Western blots were all imaged using HRP-conjugated secondary or primary antibodies. Gels were stained using Coomassie brilliant blue. In gel fluorescence analysis and imaging of the Coomassie-stained gels were performed on Bio-Rad ChemiDoc-MP imaging system. Densitometric quantitation was made by Bio-Rad Image Lab software (v 4.1). Cy5 excitation source was red epi illumination and emission filter used was 695/55 filter. Light exposure experiments were performed with the use of a hand-held UV lamp (Fisher, S45157, 365 nm, longwave 4 W tube at 5 mW/cm²). Data were analyzed using Graphpad Prism. Data are presented as mean +/− s.d or s.e.m as indicated. A two-tailed unpaired t-test was used to determine differences between control and experimental samples. A p-value of <0.05 was considered significant. p-values are either explicitly stated on each bar or denoted with an asterisk (*). In all figures, Student’s t-test was performed to determine significance. n.s = non-significant, *p < 0.05, **p < 0.01, ***p< 0.001 and ****p < 0.0001. Minimally N =3 independent biological replicates for each data set were performed.

Luciferase assay and flow-cytometry data

Luciferase reporter assay data were collected on a BioTekTM Cytation^™ 3 cell imaging multi-mode microplate reader. Flow cytometry was carried out on a Beckman Dickinson LSR-II flow cytometer (Cornell Biotechnology Flow Cytometers Core Facility) equipped with 407, 488, 633 nm lasers. Typically single color analysis was conducted. For two-color analysis chromatically orthogonal fluorophores (488, 647 nm) were used without compensation. Curve fitting and data analysis were performed using GraphPad Prism (v 6.0). Typically significance was analyzed using the T-test. P values were obtained by an unpaired T-test. Cell counting was performed by Countess II (Invitrogen). Data are presented as mean +/− s.d or s.e.m as indicated. A two-tailed unpaired t-test was used to determine differences between control and experimental samples. A p-value of <0.05 was considered significant. p-values are either explicitly stated on each bar or denoted with an asterisk (*). In all figures, Student’s t-test was performed to determine significance. n.s = non-significant, *p < 0.05, **p < 0.01, ***p< 0.001 and ****p < 0.0001. Minimally N =3 independent biological replicates for each data set were performed.
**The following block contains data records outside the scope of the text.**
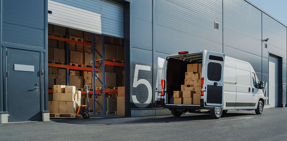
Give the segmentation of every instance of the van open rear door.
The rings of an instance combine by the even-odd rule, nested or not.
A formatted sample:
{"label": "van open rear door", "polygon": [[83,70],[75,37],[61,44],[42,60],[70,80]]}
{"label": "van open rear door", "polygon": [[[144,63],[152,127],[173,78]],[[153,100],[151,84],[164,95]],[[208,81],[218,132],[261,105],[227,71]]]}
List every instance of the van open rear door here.
{"label": "van open rear door", "polygon": [[[204,77],[201,95],[206,107],[222,106],[223,102],[223,67],[225,55],[207,51],[202,75]],[[204,70],[203,71],[203,70]]]}

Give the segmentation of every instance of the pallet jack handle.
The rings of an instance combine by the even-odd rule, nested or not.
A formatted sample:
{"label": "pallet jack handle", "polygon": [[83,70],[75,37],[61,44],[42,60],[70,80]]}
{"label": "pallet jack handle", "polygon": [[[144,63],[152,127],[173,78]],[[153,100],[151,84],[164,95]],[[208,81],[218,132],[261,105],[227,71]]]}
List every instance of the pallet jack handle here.
{"label": "pallet jack handle", "polygon": [[85,85],[84,86],[84,90],[85,90],[85,91],[86,92],[86,97],[87,98],[87,109],[88,109],[88,111],[90,111],[90,104],[89,104],[89,97],[88,95],[88,93],[89,93],[89,92],[90,91],[90,86],[88,85]]}

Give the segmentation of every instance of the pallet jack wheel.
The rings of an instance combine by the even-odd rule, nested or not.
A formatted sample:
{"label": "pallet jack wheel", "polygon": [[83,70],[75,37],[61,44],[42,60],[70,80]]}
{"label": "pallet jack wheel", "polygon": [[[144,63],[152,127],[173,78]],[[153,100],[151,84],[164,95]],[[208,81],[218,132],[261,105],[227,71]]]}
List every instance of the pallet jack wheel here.
{"label": "pallet jack wheel", "polygon": [[82,117],[83,117],[83,118],[84,119],[88,119],[89,118],[89,115],[87,113],[85,113],[83,114],[83,115],[82,116]]}

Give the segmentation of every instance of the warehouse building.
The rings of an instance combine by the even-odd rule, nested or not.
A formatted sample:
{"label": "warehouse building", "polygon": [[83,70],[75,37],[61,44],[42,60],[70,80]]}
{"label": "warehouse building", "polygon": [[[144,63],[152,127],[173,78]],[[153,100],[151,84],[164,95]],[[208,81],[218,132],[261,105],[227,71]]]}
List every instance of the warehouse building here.
{"label": "warehouse building", "polygon": [[[3,0],[0,7],[0,123],[49,120],[48,74],[54,77],[51,82],[61,83],[54,74],[59,77],[59,68],[65,69],[63,79],[67,85],[74,82],[70,71],[92,72],[80,66],[86,63],[72,62],[69,55],[79,51],[79,44],[83,49],[79,55],[96,55],[87,49],[90,47],[85,51],[84,46],[100,45],[96,45],[98,40],[101,49],[105,44],[124,49],[123,64],[103,63],[122,67],[123,74],[117,80],[125,86],[121,107],[125,116],[170,114],[155,104],[160,61],[167,55],[195,50],[223,53],[250,63],[259,81],[268,83],[267,106],[286,106],[287,26],[248,0]],[[113,51],[108,50],[105,55]],[[51,51],[53,60],[48,58]],[[55,59],[64,64],[48,62]],[[49,67],[57,72],[49,73]],[[94,96],[101,90],[95,88]],[[108,89],[104,93],[117,91]]]}

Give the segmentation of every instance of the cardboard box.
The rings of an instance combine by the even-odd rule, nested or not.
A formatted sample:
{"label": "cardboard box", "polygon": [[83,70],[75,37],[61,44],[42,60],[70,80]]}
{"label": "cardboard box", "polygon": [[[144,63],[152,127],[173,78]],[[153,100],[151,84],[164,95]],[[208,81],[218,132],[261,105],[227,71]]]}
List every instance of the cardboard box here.
{"label": "cardboard box", "polygon": [[118,87],[118,96],[125,96],[125,87]]}
{"label": "cardboard box", "polygon": [[193,90],[185,90],[182,92],[183,97],[192,97],[193,94],[195,91]]}
{"label": "cardboard box", "polygon": [[48,47],[57,48],[57,40],[48,39]]}
{"label": "cardboard box", "polygon": [[190,81],[192,81],[191,78],[188,78],[184,79],[185,85],[190,85]]}
{"label": "cardboard box", "polygon": [[53,87],[55,84],[53,74],[48,74],[48,87]]}
{"label": "cardboard box", "polygon": [[175,104],[182,104],[183,102],[183,98],[174,98],[173,103]]}
{"label": "cardboard box", "polygon": [[63,26],[53,25],[53,33],[62,35],[66,34],[65,28]]}
{"label": "cardboard box", "polygon": [[198,64],[188,64],[187,65],[187,72],[195,72],[197,73]]}
{"label": "cardboard box", "polygon": [[55,79],[55,84],[61,85],[66,85],[66,80],[59,79]]}
{"label": "cardboard box", "polygon": [[[105,44],[105,58],[111,59],[116,59],[117,56],[116,53],[116,46]],[[101,55],[102,55],[102,45],[97,45],[96,49],[100,53]],[[95,59],[102,59],[102,57],[98,54],[96,53],[95,55]]]}
{"label": "cardboard box", "polygon": [[192,104],[193,98],[192,97],[184,97],[183,104],[191,105]]}
{"label": "cardboard box", "polygon": [[173,97],[182,97],[182,91],[174,91]]}
{"label": "cardboard box", "polygon": [[48,101],[48,108],[50,113],[57,114],[59,113],[59,101]]}
{"label": "cardboard box", "polygon": [[193,87],[192,90],[195,91],[195,93],[197,94],[201,93],[201,86]]}
{"label": "cardboard box", "polygon": [[84,53],[70,51],[70,62],[73,63],[84,64]]}
{"label": "cardboard box", "polygon": [[84,46],[82,44],[76,44],[76,51],[77,51],[83,52],[84,51]]}
{"label": "cardboard box", "polygon": [[79,71],[75,71],[70,70],[70,75],[74,76],[80,76],[80,72]]}
{"label": "cardboard box", "polygon": [[[98,75],[98,77],[101,81],[102,80],[102,73],[97,73],[97,74]],[[105,73],[105,76],[106,77],[105,79],[106,86],[110,87],[116,86],[115,73],[106,72]],[[95,86],[96,87],[100,87],[102,86],[97,79],[96,79],[95,81],[96,81]]]}
{"label": "cardboard box", "polygon": [[117,115],[125,116],[125,96],[117,98]]}
{"label": "cardboard box", "polygon": [[196,80],[193,81],[194,83],[194,87],[201,87],[201,80]]}
{"label": "cardboard box", "polygon": [[92,72],[83,71],[81,72],[81,76],[83,76],[83,78],[84,79],[93,79],[92,74]]}
{"label": "cardboard box", "polygon": [[93,65],[93,53],[86,52],[84,53],[85,61],[84,64],[89,65]]}
{"label": "cardboard box", "polygon": [[114,66],[114,72],[116,73],[116,78],[122,79],[123,78],[123,67],[122,67]]}
{"label": "cardboard box", "polygon": [[73,93],[62,93],[61,101],[76,101],[78,100],[78,95]]}
{"label": "cardboard box", "polygon": [[195,73],[194,72],[187,72],[185,73],[185,79],[192,78],[192,75]]}
{"label": "cardboard box", "polygon": [[73,93],[74,94],[76,93],[76,87],[73,86],[65,86],[65,93]]}
{"label": "cardboard box", "polygon": [[69,43],[69,50],[75,51],[77,50],[77,46],[76,43]]}
{"label": "cardboard box", "polygon": [[69,35],[83,38],[83,31],[73,28],[69,29]]}
{"label": "cardboard box", "polygon": [[62,101],[62,94],[63,93],[54,92],[53,93],[53,100]]}
{"label": "cardboard box", "polygon": [[[101,65],[97,70],[98,72],[102,72],[102,65]],[[106,65],[105,65],[105,71],[106,72],[114,72],[114,66]]]}
{"label": "cardboard box", "polygon": [[55,61],[65,62],[65,50],[54,48],[53,49],[54,59]]}
{"label": "cardboard box", "polygon": [[77,110],[76,101],[59,101],[59,113],[73,114]]}
{"label": "cardboard box", "polygon": [[120,60],[125,60],[125,48],[123,47],[117,46],[117,59]]}
{"label": "cardboard box", "polygon": [[54,79],[58,79],[58,73],[54,73]]}
{"label": "cardboard box", "polygon": [[51,47],[48,48],[48,60],[54,61],[54,49]]}
{"label": "cardboard box", "polygon": [[93,85],[92,84],[92,79],[84,79],[83,80],[84,86],[88,85],[90,89],[93,88]]}
{"label": "cardboard box", "polygon": [[200,105],[200,98],[201,98],[201,93],[193,94],[193,104],[194,105]]}
{"label": "cardboard box", "polygon": [[192,75],[192,80],[199,80],[201,79],[200,78],[199,78],[199,74],[198,73],[194,74]]}
{"label": "cardboard box", "polygon": [[88,40],[92,40],[93,33],[86,31],[84,31],[84,39]]}
{"label": "cardboard box", "polygon": [[66,79],[66,69],[58,69],[58,78],[60,79]]}
{"label": "cardboard box", "polygon": [[66,86],[65,85],[54,85],[54,92],[59,92],[64,93],[65,92],[65,88]]}
{"label": "cardboard box", "polygon": [[88,53],[93,53],[93,47],[84,45],[84,52]]}
{"label": "cardboard box", "polygon": [[83,76],[70,76],[70,86],[76,87],[76,88],[83,88]]}
{"label": "cardboard box", "polygon": [[58,69],[57,68],[55,67],[49,67],[49,74],[54,74],[55,73],[58,73]]}

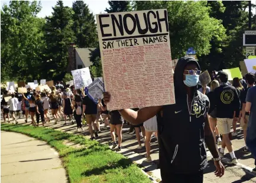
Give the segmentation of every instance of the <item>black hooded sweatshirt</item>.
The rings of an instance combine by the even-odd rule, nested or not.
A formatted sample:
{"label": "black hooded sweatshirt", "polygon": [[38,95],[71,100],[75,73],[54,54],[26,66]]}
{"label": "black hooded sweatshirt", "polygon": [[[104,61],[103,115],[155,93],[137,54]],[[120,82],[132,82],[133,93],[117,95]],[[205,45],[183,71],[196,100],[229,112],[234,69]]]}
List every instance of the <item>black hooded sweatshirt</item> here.
{"label": "black hooded sweatshirt", "polygon": [[163,106],[163,118],[158,120],[159,165],[163,182],[171,182],[170,174],[196,174],[207,165],[204,127],[209,102],[195,86],[189,109],[183,83],[183,71],[189,62],[195,63],[200,70],[193,58],[179,60],[174,74],[176,104]]}

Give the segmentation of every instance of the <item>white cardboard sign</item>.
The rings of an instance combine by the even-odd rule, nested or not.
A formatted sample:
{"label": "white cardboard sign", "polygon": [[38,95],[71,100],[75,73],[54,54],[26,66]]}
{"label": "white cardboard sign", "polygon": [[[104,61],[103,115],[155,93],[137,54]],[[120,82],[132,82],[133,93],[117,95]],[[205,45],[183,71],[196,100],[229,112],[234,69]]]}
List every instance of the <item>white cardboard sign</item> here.
{"label": "white cardboard sign", "polygon": [[175,103],[167,11],[96,15],[109,110]]}
{"label": "white cardboard sign", "polygon": [[72,73],[76,90],[88,86],[92,83],[89,67],[72,70],[71,73]]}

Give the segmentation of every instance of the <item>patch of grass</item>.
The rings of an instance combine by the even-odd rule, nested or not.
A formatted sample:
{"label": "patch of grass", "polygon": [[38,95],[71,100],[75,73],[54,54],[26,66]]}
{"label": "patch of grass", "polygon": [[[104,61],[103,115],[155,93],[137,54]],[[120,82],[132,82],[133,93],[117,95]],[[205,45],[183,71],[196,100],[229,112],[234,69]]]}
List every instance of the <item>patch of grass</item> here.
{"label": "patch of grass", "polygon": [[[129,159],[82,135],[21,125],[2,124],[1,129],[28,135],[54,147],[61,157],[70,182],[151,182]],[[65,145],[64,140],[83,146],[77,149]]]}

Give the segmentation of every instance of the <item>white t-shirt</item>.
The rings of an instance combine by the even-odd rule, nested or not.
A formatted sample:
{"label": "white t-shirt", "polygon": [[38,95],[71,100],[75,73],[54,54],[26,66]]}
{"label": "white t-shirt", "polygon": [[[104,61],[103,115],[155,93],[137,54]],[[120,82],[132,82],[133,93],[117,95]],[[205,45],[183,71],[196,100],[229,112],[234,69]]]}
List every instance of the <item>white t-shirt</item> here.
{"label": "white t-shirt", "polygon": [[11,98],[8,101],[8,104],[10,106],[10,110],[16,111],[18,108],[19,101],[16,97]]}
{"label": "white t-shirt", "polygon": [[44,110],[48,109],[50,108],[50,99],[48,97],[44,97],[42,98],[43,102],[44,103]]}

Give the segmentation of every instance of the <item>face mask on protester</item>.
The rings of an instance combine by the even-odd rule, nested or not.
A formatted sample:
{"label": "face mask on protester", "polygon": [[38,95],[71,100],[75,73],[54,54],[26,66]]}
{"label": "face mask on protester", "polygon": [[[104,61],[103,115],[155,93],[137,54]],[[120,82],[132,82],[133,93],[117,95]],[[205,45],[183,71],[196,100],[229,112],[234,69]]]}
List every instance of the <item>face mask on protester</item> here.
{"label": "face mask on protester", "polygon": [[184,84],[185,84],[188,87],[193,87],[195,86],[197,84],[197,83],[199,81],[199,76],[194,74],[185,74],[186,80],[183,81]]}

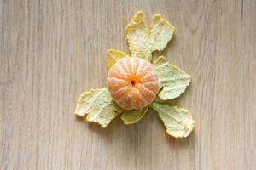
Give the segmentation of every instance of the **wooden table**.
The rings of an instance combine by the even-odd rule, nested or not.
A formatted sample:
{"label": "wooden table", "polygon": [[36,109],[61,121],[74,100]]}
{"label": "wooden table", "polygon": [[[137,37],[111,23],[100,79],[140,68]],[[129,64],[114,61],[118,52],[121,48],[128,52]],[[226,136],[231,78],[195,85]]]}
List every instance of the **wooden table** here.
{"label": "wooden table", "polygon": [[[139,9],[177,28],[154,55],[192,76],[177,101],[196,121],[187,139],[153,110],[105,129],[73,114],[105,86],[106,50],[128,52]],[[255,0],[0,0],[0,169],[255,169]]]}

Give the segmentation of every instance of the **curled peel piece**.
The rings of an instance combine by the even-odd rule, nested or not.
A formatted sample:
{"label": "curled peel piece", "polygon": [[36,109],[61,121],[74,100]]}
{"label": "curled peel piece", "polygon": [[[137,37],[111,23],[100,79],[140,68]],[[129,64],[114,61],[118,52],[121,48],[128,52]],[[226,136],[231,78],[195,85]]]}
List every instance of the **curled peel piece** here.
{"label": "curled peel piece", "polygon": [[150,107],[158,113],[169,135],[185,138],[191,133],[195,121],[188,110],[156,102],[152,103]]}
{"label": "curled peel piece", "polygon": [[106,88],[91,89],[83,93],[78,101],[75,114],[85,116],[86,121],[107,127],[122,110],[113,101]]}
{"label": "curled peel piece", "polygon": [[152,42],[143,11],[135,14],[125,29],[131,55],[151,60]]}
{"label": "curled peel piece", "polygon": [[154,65],[162,88],[158,94],[161,99],[177,98],[189,86],[191,76],[174,65],[170,65],[164,56],[159,57]]}
{"label": "curled peel piece", "polygon": [[145,107],[141,110],[125,110],[121,116],[125,124],[133,124],[140,121],[147,113],[148,107]]}
{"label": "curled peel piece", "polygon": [[115,64],[118,60],[122,59],[123,57],[129,56],[123,51],[119,51],[117,49],[108,49],[107,50],[107,65],[108,68],[110,69],[110,67]]}
{"label": "curled peel piece", "polygon": [[150,61],[151,54],[163,50],[172,38],[174,31],[174,26],[160,14],[152,17],[149,30],[143,13],[138,11],[126,26],[131,54]]}

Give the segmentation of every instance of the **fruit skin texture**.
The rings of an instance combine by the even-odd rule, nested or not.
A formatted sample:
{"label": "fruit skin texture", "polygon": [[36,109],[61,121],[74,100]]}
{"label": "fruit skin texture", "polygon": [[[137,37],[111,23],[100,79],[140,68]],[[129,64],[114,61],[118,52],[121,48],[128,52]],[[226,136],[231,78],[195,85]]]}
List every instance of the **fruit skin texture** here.
{"label": "fruit skin texture", "polygon": [[108,71],[107,86],[113,101],[125,110],[140,110],[154,101],[159,82],[154,65],[137,57],[124,57]]}

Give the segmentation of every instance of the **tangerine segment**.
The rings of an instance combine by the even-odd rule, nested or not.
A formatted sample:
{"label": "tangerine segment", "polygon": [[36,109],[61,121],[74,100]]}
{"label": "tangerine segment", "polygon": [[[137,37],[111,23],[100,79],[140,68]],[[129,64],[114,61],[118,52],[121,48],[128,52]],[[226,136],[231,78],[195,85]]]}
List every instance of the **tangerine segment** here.
{"label": "tangerine segment", "polygon": [[149,105],[159,91],[154,65],[137,57],[124,57],[108,71],[108,88],[112,99],[125,110],[140,110]]}

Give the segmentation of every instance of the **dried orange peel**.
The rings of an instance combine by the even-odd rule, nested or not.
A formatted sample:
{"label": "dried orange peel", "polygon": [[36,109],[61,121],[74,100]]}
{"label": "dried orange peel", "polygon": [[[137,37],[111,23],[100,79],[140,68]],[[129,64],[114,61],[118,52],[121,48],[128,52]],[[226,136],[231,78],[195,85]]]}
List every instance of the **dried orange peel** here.
{"label": "dried orange peel", "polygon": [[174,31],[174,26],[160,14],[152,17],[148,27],[143,13],[138,11],[126,26],[130,54],[107,50],[108,88],[83,93],[75,114],[105,128],[118,115],[121,115],[125,124],[137,122],[150,107],[164,122],[167,134],[175,138],[189,136],[195,126],[191,113],[166,101],[185,91],[190,76],[169,64],[164,56],[150,63],[152,53],[164,50]]}

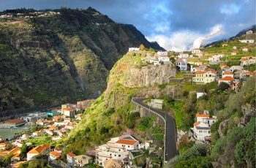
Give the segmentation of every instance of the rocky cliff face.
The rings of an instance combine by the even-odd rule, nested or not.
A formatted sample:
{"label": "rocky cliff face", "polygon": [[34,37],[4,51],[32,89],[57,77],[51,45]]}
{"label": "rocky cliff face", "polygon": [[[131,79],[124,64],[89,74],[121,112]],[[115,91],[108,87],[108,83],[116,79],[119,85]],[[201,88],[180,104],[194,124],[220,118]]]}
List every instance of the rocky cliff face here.
{"label": "rocky cliff face", "polygon": [[131,51],[116,62],[110,71],[104,94],[107,104],[121,106],[121,103],[126,102],[126,95],[133,94],[140,97],[152,95],[157,97],[173,92],[172,86],[165,89],[157,86],[168,83],[170,78],[176,75],[176,66],[171,63],[161,66],[145,64],[143,60],[147,54],[148,53],[145,51]]}
{"label": "rocky cliff face", "polygon": [[162,85],[168,83],[169,80],[176,75],[173,65],[148,65],[141,69],[132,67],[125,73],[124,85],[126,87],[148,87],[155,83]]}
{"label": "rocky cliff face", "polygon": [[99,96],[129,47],[164,50],[89,7],[0,19],[0,112]]}

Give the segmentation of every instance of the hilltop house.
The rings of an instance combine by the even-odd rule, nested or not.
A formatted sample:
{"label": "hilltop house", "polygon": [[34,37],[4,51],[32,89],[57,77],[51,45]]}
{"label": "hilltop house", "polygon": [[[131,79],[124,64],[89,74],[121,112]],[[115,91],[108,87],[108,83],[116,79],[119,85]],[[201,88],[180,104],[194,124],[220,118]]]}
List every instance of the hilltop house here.
{"label": "hilltop house", "polygon": [[50,145],[41,145],[39,146],[37,146],[26,153],[26,159],[27,161],[30,161],[33,156],[39,154],[43,155],[48,153],[50,153]]}
{"label": "hilltop house", "polygon": [[186,58],[178,58],[174,64],[179,67],[181,71],[187,71],[187,59]]}
{"label": "hilltop house", "polygon": [[233,82],[235,81],[236,80],[234,78],[233,78],[232,77],[230,76],[226,76],[225,77],[222,77],[222,79],[219,79],[218,80],[218,83],[219,83],[219,85],[221,83],[227,83],[228,85],[231,85]]}
{"label": "hilltop house", "polygon": [[111,138],[107,144],[102,145],[95,150],[96,164],[103,166],[103,163],[110,159],[127,159],[129,155],[129,150],[138,149],[139,142],[129,134]]}
{"label": "hilltop house", "polygon": [[92,158],[86,155],[79,155],[73,157],[75,159],[74,167],[83,167],[92,162]]}
{"label": "hilltop house", "polygon": [[199,48],[194,48],[192,50],[191,53],[201,53],[200,50]]}
{"label": "hilltop house", "polygon": [[56,151],[51,151],[49,156],[50,160],[56,160],[61,158],[61,154]]}
{"label": "hilltop house", "polygon": [[195,77],[192,78],[193,84],[204,85],[215,81],[217,72],[201,71],[196,72]]}
{"label": "hilltop house", "polygon": [[210,118],[208,110],[205,110],[203,114],[196,114],[197,122],[194,123],[194,127],[190,130],[193,137],[199,141],[205,141],[206,137],[211,136],[211,126],[217,121],[216,116]]}
{"label": "hilltop house", "polygon": [[124,160],[122,159],[109,159],[104,162],[103,168],[123,168],[124,166]]}
{"label": "hilltop house", "polygon": [[242,43],[254,43],[255,39],[239,39],[239,42]]}

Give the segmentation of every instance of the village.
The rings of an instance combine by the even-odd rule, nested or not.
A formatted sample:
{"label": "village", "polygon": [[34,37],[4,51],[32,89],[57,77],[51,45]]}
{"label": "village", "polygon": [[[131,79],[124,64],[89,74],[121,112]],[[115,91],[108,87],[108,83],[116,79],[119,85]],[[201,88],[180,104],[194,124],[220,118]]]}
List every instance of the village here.
{"label": "village", "polygon": [[[2,16],[1,16],[2,17]],[[249,31],[246,34],[252,34]],[[255,43],[254,39],[240,40],[241,43]],[[224,44],[223,47],[228,44]],[[238,50],[236,46],[233,47],[232,56],[236,56]],[[129,48],[129,51],[139,50],[140,48]],[[241,52],[246,55],[248,49],[243,47]],[[174,65],[180,72],[186,72],[192,75],[191,82],[193,85],[205,85],[206,83],[217,81],[219,85],[222,83],[227,83],[232,89],[239,92],[238,84],[241,81],[246,81],[248,77],[255,75],[255,71],[251,72],[246,69],[246,66],[255,64],[256,57],[253,56],[245,56],[241,58],[239,65],[227,66],[223,58],[229,56],[219,53],[208,57],[207,60],[200,60],[203,53],[200,48],[194,48],[191,50],[191,55],[187,53],[179,53],[178,56],[168,56],[167,51],[158,51],[154,56],[148,54],[143,58],[143,64],[151,64],[161,66],[171,64],[170,59],[175,60]],[[193,61],[195,58],[195,61]],[[189,60],[189,61],[188,61]],[[207,61],[208,64],[205,64]],[[219,66],[220,71],[208,68],[209,65]],[[197,92],[197,98],[199,99],[206,93]],[[48,137],[52,141],[61,141],[64,137],[69,136],[70,130],[73,129],[82,119],[83,111],[94,99],[86,99],[79,101],[76,104],[65,104],[61,105],[61,109],[52,110],[46,112],[35,112],[29,113],[19,118],[8,119],[1,122],[1,128],[18,128],[27,126],[30,128],[37,128],[34,131],[20,134],[18,139],[12,141],[12,147],[7,148],[8,144],[4,137],[1,137],[0,156],[5,157],[11,156],[10,163],[12,167],[18,167],[19,164],[32,159],[35,156],[46,155],[48,161],[54,162],[63,157],[63,149],[55,148],[49,144],[41,144],[34,146],[31,142],[25,142],[26,140],[40,137]],[[154,107],[154,104],[152,104]],[[162,106],[161,106],[162,107]],[[156,107],[162,109],[162,107]],[[199,142],[211,142],[211,126],[217,121],[216,116],[210,117],[208,110],[198,112],[196,114],[196,122],[193,128],[189,130],[189,134],[193,139]],[[29,129],[28,129],[29,130]],[[118,137],[112,137],[106,144],[102,145],[95,150],[91,151],[89,154],[76,156],[73,153],[67,153],[67,162],[61,161],[64,167],[84,167],[90,163],[94,163],[102,167],[133,167],[131,161],[134,159],[133,153],[138,152],[140,149],[148,150],[151,148],[152,141],[146,141],[140,143],[129,134],[124,134]],[[30,150],[26,155],[20,156],[20,148],[26,145]],[[7,148],[9,148],[7,150]],[[92,156],[94,156],[93,159]],[[57,164],[57,162],[56,162]]]}

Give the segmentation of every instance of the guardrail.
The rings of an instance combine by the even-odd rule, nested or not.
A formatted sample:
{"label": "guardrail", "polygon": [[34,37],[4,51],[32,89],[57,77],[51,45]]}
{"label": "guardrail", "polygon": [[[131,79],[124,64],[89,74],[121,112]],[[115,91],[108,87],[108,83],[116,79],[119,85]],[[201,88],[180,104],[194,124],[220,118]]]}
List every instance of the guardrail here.
{"label": "guardrail", "polygon": [[[157,113],[157,112],[153,111],[151,109],[150,109],[150,106],[149,106],[149,108],[148,108],[148,107],[143,106],[143,104],[138,104],[138,103],[134,102],[134,101],[133,101],[134,99],[137,99],[137,98],[132,98],[132,102],[136,104],[137,105],[139,105],[139,106],[143,107],[144,109],[148,110],[149,112],[153,112],[154,114],[156,114],[157,115],[159,116],[159,117],[165,121],[165,141],[164,141],[164,146],[165,146],[164,161],[164,161],[164,163],[165,163],[165,162],[166,162],[166,160],[165,160],[165,156],[166,156],[166,147],[165,147],[165,143],[166,143],[166,118],[164,118],[163,116],[162,116],[162,115],[159,115],[159,113]],[[138,98],[138,99],[140,99],[140,98]],[[165,113],[165,115],[166,115],[166,113]],[[165,117],[165,118],[166,118],[166,117]]]}

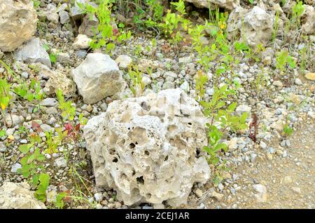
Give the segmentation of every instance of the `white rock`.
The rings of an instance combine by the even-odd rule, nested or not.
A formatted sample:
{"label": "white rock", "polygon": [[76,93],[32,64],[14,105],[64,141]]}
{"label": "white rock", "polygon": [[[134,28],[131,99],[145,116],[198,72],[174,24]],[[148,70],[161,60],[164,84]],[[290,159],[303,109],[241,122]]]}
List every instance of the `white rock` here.
{"label": "white rock", "polygon": [[11,167],[11,173],[17,173],[18,170],[20,168],[22,168],[22,165],[19,163],[15,163]]}
{"label": "white rock", "polygon": [[46,107],[55,107],[58,104],[58,101],[53,97],[46,97],[39,102],[39,104]]}
{"label": "white rock", "polygon": [[302,85],[303,83],[302,83],[302,81],[300,79],[295,79],[295,81],[294,81],[296,85]]}
{"label": "white rock", "polygon": [[186,81],[185,81],[181,86],[179,86],[181,89],[185,90],[185,92],[189,92],[189,83]]}
{"label": "white rock", "polygon": [[46,209],[27,183],[4,182],[0,187],[0,209]]}
{"label": "white rock", "polygon": [[41,62],[48,67],[51,67],[49,55],[38,38],[29,41],[21,49],[15,51],[14,57],[19,61],[29,63]]}
{"label": "white rock", "polygon": [[55,164],[58,168],[66,168],[66,161],[64,157],[59,157],[56,158],[56,160],[55,161]]}
{"label": "white rock", "polygon": [[120,55],[115,60],[119,67],[127,69],[129,65],[132,62],[132,59],[127,55]]}
{"label": "white rock", "polygon": [[46,18],[48,21],[54,23],[57,23],[59,20],[59,15],[57,13],[57,7],[54,4],[49,4],[46,6],[47,11],[46,13]]}
{"label": "white rock", "polygon": [[237,7],[227,20],[228,38],[241,33],[241,36],[251,46],[259,43],[267,45],[273,32],[274,15],[268,14],[263,8],[254,6],[251,11]]}
{"label": "white rock", "polygon": [[24,120],[24,119],[22,116],[17,116],[15,114],[8,114],[6,116],[6,123],[7,123],[8,127],[13,127],[20,124]]}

Quantification of imaging data

Olympus CKX31 microscope system was used for light microscopy and Zeiss LSM710 for confocal microscopy. Quantification was performed using the histogram function in Image-J (NIH). For all instances, at least 40 cells from multiple independent frames were captured. Plotted data show mean ± s.e.m > 40-cells-per-point. Most of the magnification settings were 40X water objective with 10X digital zoom. Imaging data shown are mean and s.e.m. and significance was assessed using the T-test. A p-value of <0.05 was considered significant. p-values are either explicitly stated on each bar or denoted with an asterisk (*). In all figures, Student’s t-test was performed to determine significance. n.s = non-significant, *p < 0.05, **p < 0.01, ***p< 0.001 and ****p < 0.0001.